Desmontó el vestido del maniquí y fue a la maquina para ponerle el cierre, y alguno que otro detalle.

- ¡Vaya que este lugar es inmenso!, tu lindo hermanito me trajo hasta aquí o sino me hubiera perdido – Exclamó su amigo, entrando al que era, el mini-taller de costura que habia armado Kagome en una de las habitaciones de tercer piso; que mas daba, no todas las usaban.

- Jakotsu casi me matas de un susto – Lo regañó, mirándolo con el ceño fruncido, le habia hecho clavar un alfiler.

- Oh es hermoso, en eso estabas trabajando – Se acercó a la mesa de trabajo de la chica - ¿No necesitas de mi ayuda…

- Pues, podrías ayudarme con el cierre – Pidió Kagome.

- Oh claro que si chica – Accedió ocupando el espacio que ella ocupaba antes - Así que tu galán y el de todos vuelve la otra semana

- Aja… ¡Wow!, no se me hubiera ocurrido poner el cierre a un costado – Miró a su amigo trabajar en el vestido.

- Créeme que alguien va a enloquecer – Rió con malicia.

- Salto…toma 3…acción

Corrió, espero la orden y salto de la ventana rompiendo el vidrió que no era real, para luego caer en un colchón inflable gigante…

- Se queda – Clamó el director - Ahora a los balcones, remuevan eso…
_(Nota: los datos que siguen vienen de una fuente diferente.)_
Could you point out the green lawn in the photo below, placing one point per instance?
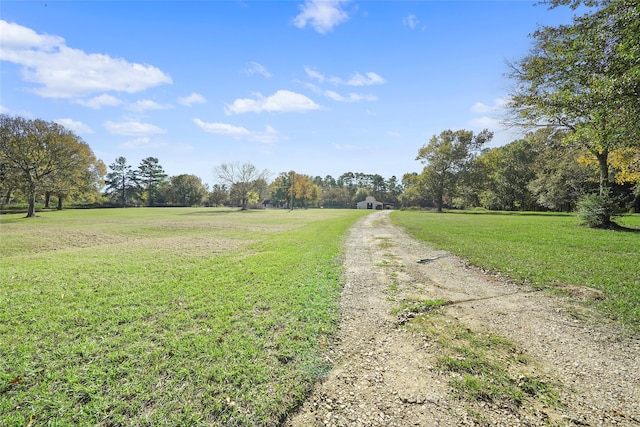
(171, 316)
(544, 250)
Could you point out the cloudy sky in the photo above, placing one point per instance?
(319, 87)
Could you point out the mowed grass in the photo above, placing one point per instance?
(546, 250)
(123, 317)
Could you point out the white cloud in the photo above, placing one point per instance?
(97, 102)
(133, 128)
(74, 125)
(352, 97)
(256, 68)
(347, 147)
(143, 143)
(143, 105)
(485, 122)
(368, 79)
(322, 15)
(281, 101)
(480, 108)
(194, 98)
(411, 21)
(269, 135)
(65, 72)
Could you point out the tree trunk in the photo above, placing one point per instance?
(604, 171)
(31, 212)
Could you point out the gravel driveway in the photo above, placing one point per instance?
(384, 372)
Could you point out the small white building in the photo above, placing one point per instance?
(370, 203)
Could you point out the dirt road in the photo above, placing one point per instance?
(386, 373)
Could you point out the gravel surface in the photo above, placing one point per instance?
(384, 373)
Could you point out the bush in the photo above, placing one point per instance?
(597, 211)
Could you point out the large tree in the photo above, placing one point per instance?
(243, 179)
(151, 176)
(82, 180)
(187, 190)
(122, 182)
(41, 155)
(585, 78)
(447, 157)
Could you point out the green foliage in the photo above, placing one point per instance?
(597, 211)
(166, 316)
(584, 78)
(448, 157)
(186, 190)
(38, 156)
(122, 185)
(543, 250)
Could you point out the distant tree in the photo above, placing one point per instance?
(560, 177)
(336, 197)
(39, 156)
(122, 182)
(303, 191)
(83, 181)
(218, 195)
(187, 190)
(509, 169)
(151, 177)
(243, 179)
(583, 78)
(447, 156)
(415, 191)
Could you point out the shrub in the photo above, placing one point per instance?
(597, 211)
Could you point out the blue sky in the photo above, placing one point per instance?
(319, 87)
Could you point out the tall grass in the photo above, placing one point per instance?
(165, 316)
(546, 250)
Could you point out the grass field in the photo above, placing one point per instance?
(548, 250)
(165, 316)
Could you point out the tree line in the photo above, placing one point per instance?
(577, 92)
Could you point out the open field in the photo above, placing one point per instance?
(545, 250)
(165, 316)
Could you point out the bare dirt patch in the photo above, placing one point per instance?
(386, 371)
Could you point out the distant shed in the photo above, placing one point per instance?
(370, 203)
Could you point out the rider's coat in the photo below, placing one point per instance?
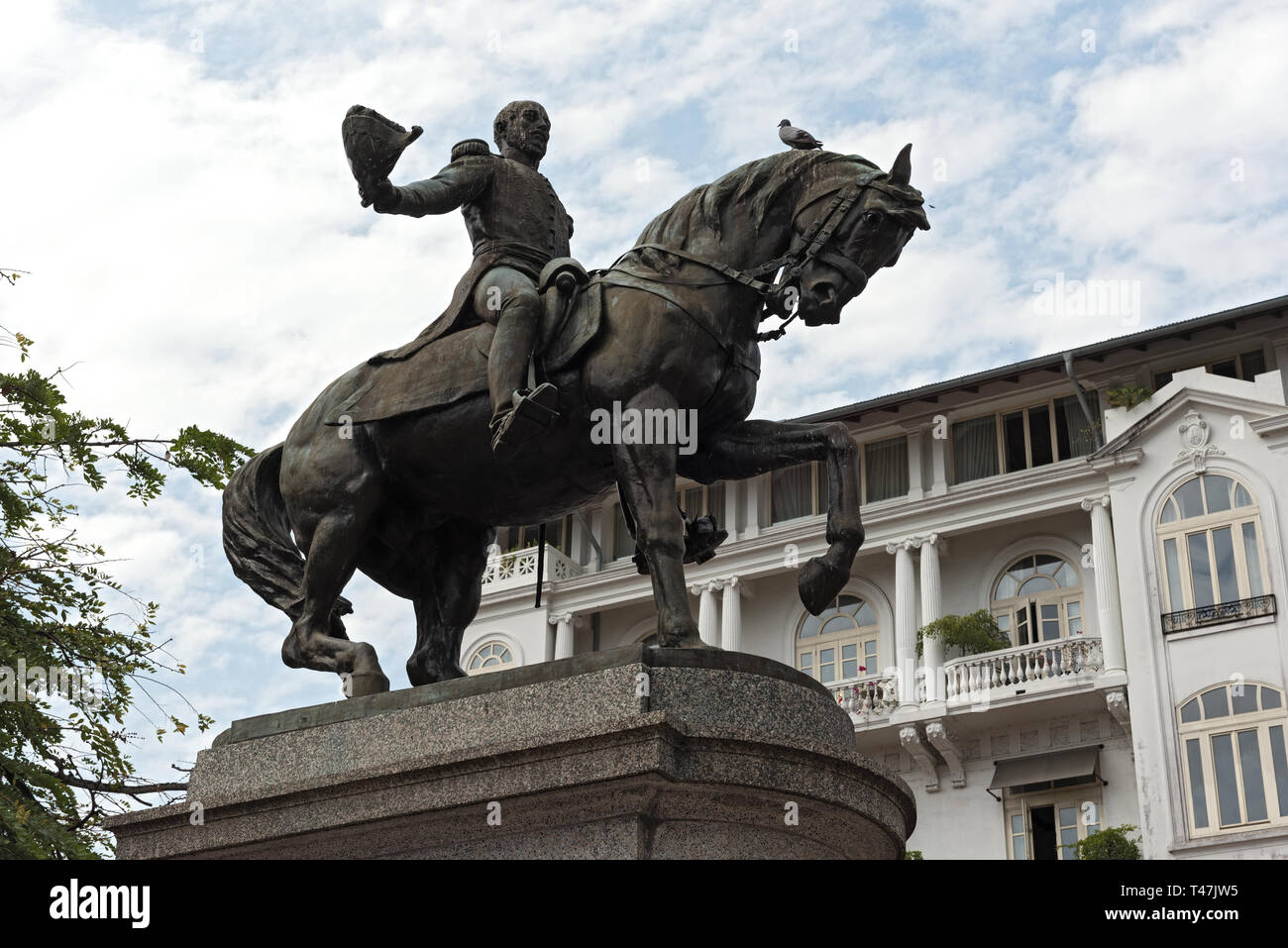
(513, 218)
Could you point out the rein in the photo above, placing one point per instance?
(809, 245)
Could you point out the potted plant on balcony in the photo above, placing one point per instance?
(971, 634)
(1111, 843)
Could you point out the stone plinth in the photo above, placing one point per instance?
(629, 754)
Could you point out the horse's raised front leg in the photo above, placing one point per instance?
(647, 475)
(316, 639)
(754, 447)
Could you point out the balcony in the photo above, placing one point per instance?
(519, 569)
(1216, 614)
(1046, 666)
(874, 695)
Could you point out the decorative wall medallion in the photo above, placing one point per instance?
(1194, 438)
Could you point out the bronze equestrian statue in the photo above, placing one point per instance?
(391, 471)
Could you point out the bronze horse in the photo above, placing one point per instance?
(413, 501)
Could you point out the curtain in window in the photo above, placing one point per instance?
(715, 502)
(975, 449)
(622, 543)
(791, 492)
(887, 468)
(1073, 434)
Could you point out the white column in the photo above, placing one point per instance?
(751, 498)
(914, 476)
(730, 616)
(730, 511)
(562, 621)
(939, 458)
(708, 622)
(931, 608)
(905, 621)
(1106, 563)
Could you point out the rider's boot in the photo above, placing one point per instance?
(518, 414)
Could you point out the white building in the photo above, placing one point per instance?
(1134, 567)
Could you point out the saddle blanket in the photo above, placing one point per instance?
(455, 366)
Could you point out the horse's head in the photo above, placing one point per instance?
(853, 243)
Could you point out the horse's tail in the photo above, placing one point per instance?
(258, 537)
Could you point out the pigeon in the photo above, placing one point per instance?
(797, 138)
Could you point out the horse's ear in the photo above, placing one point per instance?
(901, 171)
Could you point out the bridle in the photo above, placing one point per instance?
(805, 248)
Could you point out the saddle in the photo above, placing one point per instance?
(454, 368)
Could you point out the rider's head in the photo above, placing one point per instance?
(523, 129)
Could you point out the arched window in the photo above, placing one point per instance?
(1234, 758)
(490, 656)
(840, 643)
(1210, 546)
(1038, 599)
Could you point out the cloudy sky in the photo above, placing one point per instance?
(174, 183)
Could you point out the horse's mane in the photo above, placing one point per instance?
(761, 180)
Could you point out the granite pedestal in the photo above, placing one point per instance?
(638, 753)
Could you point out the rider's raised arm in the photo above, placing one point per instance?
(460, 181)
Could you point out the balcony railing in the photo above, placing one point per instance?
(520, 567)
(1222, 612)
(868, 697)
(1050, 662)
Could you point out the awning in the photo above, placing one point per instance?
(1080, 762)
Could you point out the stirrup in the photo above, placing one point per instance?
(532, 414)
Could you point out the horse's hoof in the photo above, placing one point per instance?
(364, 683)
(683, 640)
(819, 582)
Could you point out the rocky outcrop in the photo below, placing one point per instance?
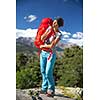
(23, 95)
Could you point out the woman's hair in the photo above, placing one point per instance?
(60, 21)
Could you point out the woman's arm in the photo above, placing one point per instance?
(43, 37)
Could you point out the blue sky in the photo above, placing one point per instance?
(70, 10)
(29, 14)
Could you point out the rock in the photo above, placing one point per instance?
(23, 95)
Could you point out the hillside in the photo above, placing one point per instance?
(26, 45)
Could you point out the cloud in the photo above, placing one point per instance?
(76, 38)
(78, 35)
(26, 33)
(30, 18)
(76, 41)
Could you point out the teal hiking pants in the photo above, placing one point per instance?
(46, 67)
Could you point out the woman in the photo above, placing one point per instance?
(48, 58)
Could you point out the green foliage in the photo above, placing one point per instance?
(68, 69)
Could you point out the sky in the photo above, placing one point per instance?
(29, 14)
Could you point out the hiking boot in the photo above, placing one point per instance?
(42, 92)
(50, 93)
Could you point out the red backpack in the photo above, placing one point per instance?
(45, 23)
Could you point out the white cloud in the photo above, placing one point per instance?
(26, 33)
(78, 35)
(76, 38)
(30, 18)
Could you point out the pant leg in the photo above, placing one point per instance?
(49, 72)
(43, 61)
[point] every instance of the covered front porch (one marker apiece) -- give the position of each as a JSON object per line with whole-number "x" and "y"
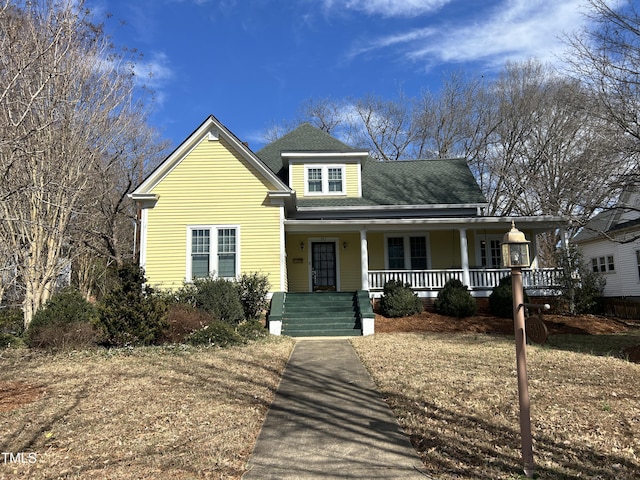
{"x": 348, "y": 255}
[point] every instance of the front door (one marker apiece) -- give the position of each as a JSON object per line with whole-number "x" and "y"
{"x": 323, "y": 266}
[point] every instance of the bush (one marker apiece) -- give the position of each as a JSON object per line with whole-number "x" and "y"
{"x": 132, "y": 313}
{"x": 8, "y": 340}
{"x": 182, "y": 320}
{"x": 12, "y": 321}
{"x": 253, "y": 289}
{"x": 66, "y": 321}
{"x": 251, "y": 330}
{"x": 398, "y": 300}
{"x": 220, "y": 298}
{"x": 217, "y": 333}
{"x": 501, "y": 299}
{"x": 455, "y": 300}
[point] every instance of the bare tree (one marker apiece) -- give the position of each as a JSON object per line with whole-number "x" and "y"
{"x": 605, "y": 56}
{"x": 66, "y": 99}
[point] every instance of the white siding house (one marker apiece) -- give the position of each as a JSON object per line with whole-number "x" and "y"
{"x": 610, "y": 243}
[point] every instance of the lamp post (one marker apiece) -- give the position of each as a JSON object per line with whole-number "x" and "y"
{"x": 515, "y": 255}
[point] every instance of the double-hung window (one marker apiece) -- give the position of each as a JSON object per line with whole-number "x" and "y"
{"x": 490, "y": 253}
{"x": 213, "y": 251}
{"x": 603, "y": 264}
{"x": 324, "y": 180}
{"x": 407, "y": 252}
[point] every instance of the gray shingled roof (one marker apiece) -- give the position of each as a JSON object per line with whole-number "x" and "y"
{"x": 415, "y": 182}
{"x": 305, "y": 138}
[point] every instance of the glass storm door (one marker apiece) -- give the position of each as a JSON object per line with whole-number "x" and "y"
{"x": 323, "y": 264}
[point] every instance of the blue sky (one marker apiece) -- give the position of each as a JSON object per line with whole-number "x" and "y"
{"x": 251, "y": 63}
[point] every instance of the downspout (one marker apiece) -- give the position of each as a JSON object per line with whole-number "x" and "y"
{"x": 464, "y": 257}
{"x": 364, "y": 260}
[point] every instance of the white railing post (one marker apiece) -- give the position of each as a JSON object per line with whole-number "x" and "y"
{"x": 364, "y": 260}
{"x": 464, "y": 256}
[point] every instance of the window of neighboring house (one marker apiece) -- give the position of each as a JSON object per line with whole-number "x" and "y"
{"x": 204, "y": 241}
{"x": 603, "y": 264}
{"x": 490, "y": 253}
{"x": 324, "y": 180}
{"x": 408, "y": 253}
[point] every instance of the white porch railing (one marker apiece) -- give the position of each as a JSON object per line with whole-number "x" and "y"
{"x": 480, "y": 278}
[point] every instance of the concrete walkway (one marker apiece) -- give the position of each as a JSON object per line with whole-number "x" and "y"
{"x": 329, "y": 421}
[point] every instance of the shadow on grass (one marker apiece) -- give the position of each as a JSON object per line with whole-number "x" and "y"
{"x": 466, "y": 446}
{"x": 606, "y": 345}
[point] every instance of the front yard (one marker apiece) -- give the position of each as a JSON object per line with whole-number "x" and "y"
{"x": 455, "y": 395}
{"x": 154, "y": 412}
{"x": 185, "y": 412}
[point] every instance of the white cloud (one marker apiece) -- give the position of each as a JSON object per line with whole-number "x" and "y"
{"x": 387, "y": 8}
{"x": 154, "y": 73}
{"x": 511, "y": 30}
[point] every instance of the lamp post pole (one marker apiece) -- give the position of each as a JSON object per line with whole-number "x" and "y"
{"x": 521, "y": 362}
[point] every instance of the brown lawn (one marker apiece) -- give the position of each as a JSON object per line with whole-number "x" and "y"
{"x": 452, "y": 384}
{"x": 187, "y": 413}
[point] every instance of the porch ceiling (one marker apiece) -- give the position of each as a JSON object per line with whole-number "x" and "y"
{"x": 535, "y": 223}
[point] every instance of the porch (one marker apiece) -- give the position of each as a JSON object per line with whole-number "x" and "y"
{"x": 481, "y": 281}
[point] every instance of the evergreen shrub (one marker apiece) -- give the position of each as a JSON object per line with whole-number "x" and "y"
{"x": 253, "y": 289}
{"x": 132, "y": 313}
{"x": 66, "y": 321}
{"x": 455, "y": 300}
{"x": 220, "y": 298}
{"x": 12, "y": 321}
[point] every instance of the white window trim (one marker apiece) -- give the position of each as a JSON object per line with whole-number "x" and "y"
{"x": 406, "y": 243}
{"x": 488, "y": 238}
{"x": 324, "y": 167}
{"x": 213, "y": 249}
{"x": 606, "y": 263}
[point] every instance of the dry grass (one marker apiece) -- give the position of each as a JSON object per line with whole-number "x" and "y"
{"x": 143, "y": 413}
{"x": 456, "y": 397}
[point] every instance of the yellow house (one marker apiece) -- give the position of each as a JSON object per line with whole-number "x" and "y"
{"x": 316, "y": 215}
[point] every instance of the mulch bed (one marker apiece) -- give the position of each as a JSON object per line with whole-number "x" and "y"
{"x": 556, "y": 325}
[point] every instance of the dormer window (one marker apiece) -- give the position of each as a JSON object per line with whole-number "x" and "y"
{"x": 324, "y": 180}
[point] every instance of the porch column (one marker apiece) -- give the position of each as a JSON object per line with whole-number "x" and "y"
{"x": 464, "y": 257}
{"x": 364, "y": 260}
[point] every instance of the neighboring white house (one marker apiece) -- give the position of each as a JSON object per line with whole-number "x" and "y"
{"x": 610, "y": 243}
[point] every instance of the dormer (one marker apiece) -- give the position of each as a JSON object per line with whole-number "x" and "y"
{"x": 325, "y": 174}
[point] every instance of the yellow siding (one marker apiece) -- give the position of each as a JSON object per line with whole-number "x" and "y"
{"x": 212, "y": 185}
{"x": 350, "y": 276}
{"x": 445, "y": 249}
{"x": 353, "y": 174}
{"x": 375, "y": 242}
Luego de que el colchón fuera retirado tuvo que colgarse de un muro de una terraza.

- Acción

Subió su vista al cielo para encontrarse con los hombres en el piso de arriba dispuestos a dispararles y antes de que sucediera trepó por la terraza de la lujosa mansión en la que estaba y entrando a la habitación antes de que el impacto de bala le diera.

- Genial se queda – Dijo el director entusiasmado, su estrella trabajaba de maravilla - Tomen un receso…

Inuyasha saltó de la terraza que ni dos metros tenía, obviamente no lo iban a colgar en una de varios metros, esa era la magia del cine, hacerte ver temerario y arriesgado.

- Si terminamos las escenas de aquí, vas a tu premiación y nos alcanzas en Brasil – Le dijo el director.

- Está bien – Asintió, fue hasta una carpa y pidió un refresco, ¡Demonios! Que hacia calor.

- Bien chicos regresamos a filmar, listo la escena es sencilla – Comenzó el director a explicar a ambos chicos - Tu pides perdón, tu te sientes lastimado y enfadado…acción

- ¡Yo creí en lo que dijiste! – Bramó enfadado.

- Lo se, yo no quise, no quise envolverte en esto – Lloró la mujer - ¡Pero necesitaba tu ayuda!

- Me usaste, no te importo lo que…

- ¡Yo siento lo mismo que tu! – Se aferró a él, escondiendo su rostro en su pecho fuerte.

- No llores – Tomó el rostro de la mujer en sus manos y se inclinó a sus labios.

- Corte, se queda

- ¿Qué? – Musitó la actriz, ¡Demonios! Y ella que pensó que habría beso.

- No es necesario – Rezongó, mientras era recostada por Jakotsu quien le aplicaba una mascarilla.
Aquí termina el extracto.